Move Health Checks to a top level configuration object #603

helgi opened this issue Apr 5, 2016 · 16 comments · Fixed by #836
Assignees

Comments

@helgi
Copy link
Contributor

helgi commented Apr 5, 2016

Right now all health check logic lives as a normal config value with a HEALTHCHECK_* env var like naming convention - given how important this element has come and the expansion of its functionalities in the future then we should consider moving this to a top level configuration (like tags) and add new CLI endpoints for it.

deis health:set url=/, deis health:set port=4999 and so on

A migration can be pretty easily written to move things within the config object to represent the new location.

While we are at it there should be a discussion around introducing the separation between liveness and readiness probes (but keep ability to set a global one to apply to both for a given application) and how we want to arch the introduction of Exec and 'TCPSocket' in addition to HTTPGet

http://kubernetes.io/docs/user-guide/pod-states/#container-probes

@arschles
Copy link
Member

arschles commented Apr 6, 2016

I'm generally 👍 on this.
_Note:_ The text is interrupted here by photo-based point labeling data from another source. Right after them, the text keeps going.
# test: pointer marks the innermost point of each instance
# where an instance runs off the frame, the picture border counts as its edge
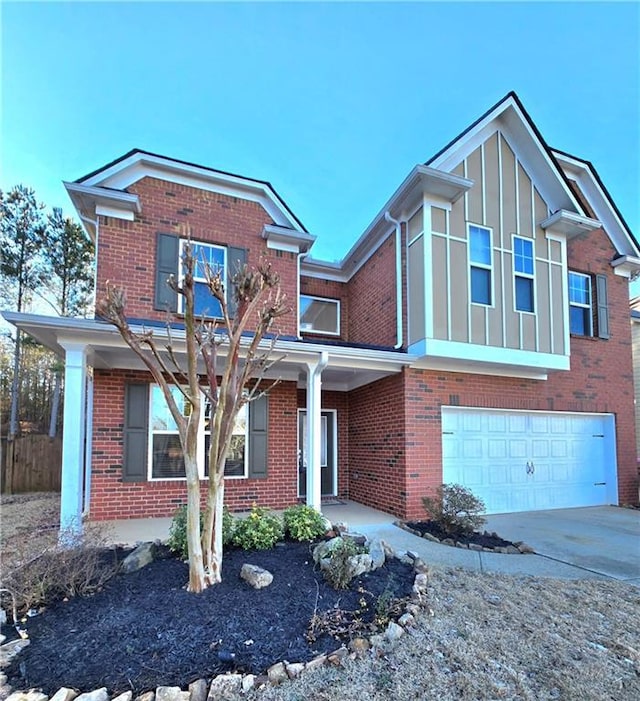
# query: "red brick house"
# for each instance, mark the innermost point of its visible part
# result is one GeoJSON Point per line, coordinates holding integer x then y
{"type": "Point", "coordinates": [477, 332]}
Would this change have to happen as part of a minor release (at least), since it breaks the ux of the deis cli?

If I'm reading this right, deis config:set HEALTHCHECK_* ... wouldn't work as it does now. Same with the config API endpoint.

@helgi
Copy link
Contributor Author

helgi commented Apr 6, 2016

The endpoint would not change much, as with tags it would still be the /config endpoint but embedded as a health key instead of values or similar.

The CLI would be hit the least in this change but the way people used the CLI would have to change, yeah, so UX would be different.

We could possibly detect HEALTHCHECK_* and direct people to use health instead. I wouldn't recommend direct translation of the command for people if we add the other probe types

@bacongobbler
Copy link
Member

I'd be okay with this if we want to make application health checks as a first-class object. With the current proposal the UI would stray from our current standard of deis <object>:<action> since this is an object within an object.

Perhaps the following, which maps directly to a kubernetes healthcheck liveness and readiness probe?

deis healthcheck:add liveness 8888 /healthz --initial-delay-seconds 15 --timeout-seconds 1
deis healthcheck:info -a myapp
=== myapp Liveness
Path: /healthz
Port: 8888
Initial Delay (seconds): 15
Timeout (seconds): 1
=== myapp Readiness

Eventually we could add new healthcheck arguments like liveness-exec or liveness-tcp which would perform TCP or exec healthchecks within the container.

@helgi
Copy link
Contributor Author

helgi commented Apr 6, 2016

We have to store the value in the DB for recovery purposes.

How is it breaking the convention tho? We do what I proposed with tags and limits, or are you talking about something else?

@slack
Copy link
Member

slack commented Apr 6, 2016

At this stage of the stable game I'm fine with keeping "magic environment variables". Though not ideal.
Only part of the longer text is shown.